Region : the region of the world (note the value labels for this variable).
Country: the name of the country or territory.
The following sections will guide you through the analysis.
Section One:
Describe the distribution of the two demographic variables--life expectancy at birth and infant mortality rate distribution around the world to the program director. This paragraph should include the following information:
- First check the data, report how many countries do not have data on either of these two variables.
- What are the ranges of the life expectancy and infant mortality rate around the world? Which countries have the lowest and highest values of each of the variables?
- Describe these two variables using important measures of central tendency and spread.
- Include histograms of both variables. Comment on the distributions regarding the modality, skewness based on the graph.

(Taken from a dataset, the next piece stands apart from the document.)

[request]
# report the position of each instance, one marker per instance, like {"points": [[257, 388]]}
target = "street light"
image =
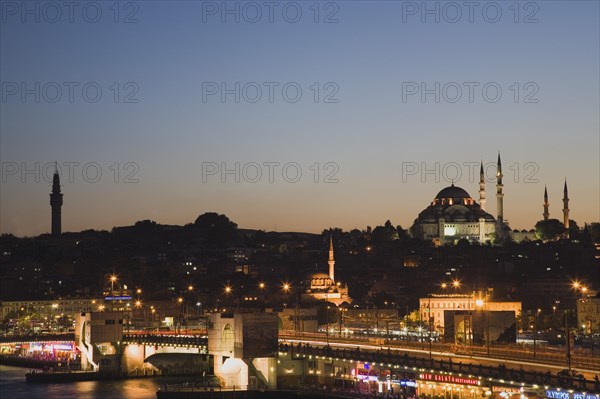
{"points": [[480, 303]]}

- Based on the shape of the histogram, explain to the program director how she should read from the mean and median values of two variables and which measures will be more appropriate summary of central tendency.
- Present a scatterplot with life expectancy plotted along Y axis and infant mortality rate along X axis. Comment on the relationship between these two variables.
Section Two:
Describe the regional variation in life expectancy around the world to the program director. This paragraph should include the following information:
-
Fill the template table below based on the SPSS output.
Table 1 Life expectancy at birth (years) around the world Region Mean N valid N missing Std. Deviation Minimum Maximum Skewness Sub-Saharan Africa 47.1 41 1 9.380 33 72 1.019 Middle East and North Africa 68.72 18 0 7.954 46 77 -1.764 South Asia 61.75 8 0 8.681 43 73 -1.431 East Asia and Pacific 67.37 19 6 7.463 50 78 -0.944 Latin America and Caribbean 70.86 28 4 5.675 50 78 -1.913 Central/east Europe 71 17 0 2.646 67 74 -0.275 Developed ("West") 77.23 31 5 2.629 71 82 -0.921 Total 64.98 162 16 12.974 33 82 -0.918 - Rank the regions based on the average life expectancy from low to high. Also point out which regions consist of countries that are most homogeneous and which regions are least homogeneous (in terms of life expectancy).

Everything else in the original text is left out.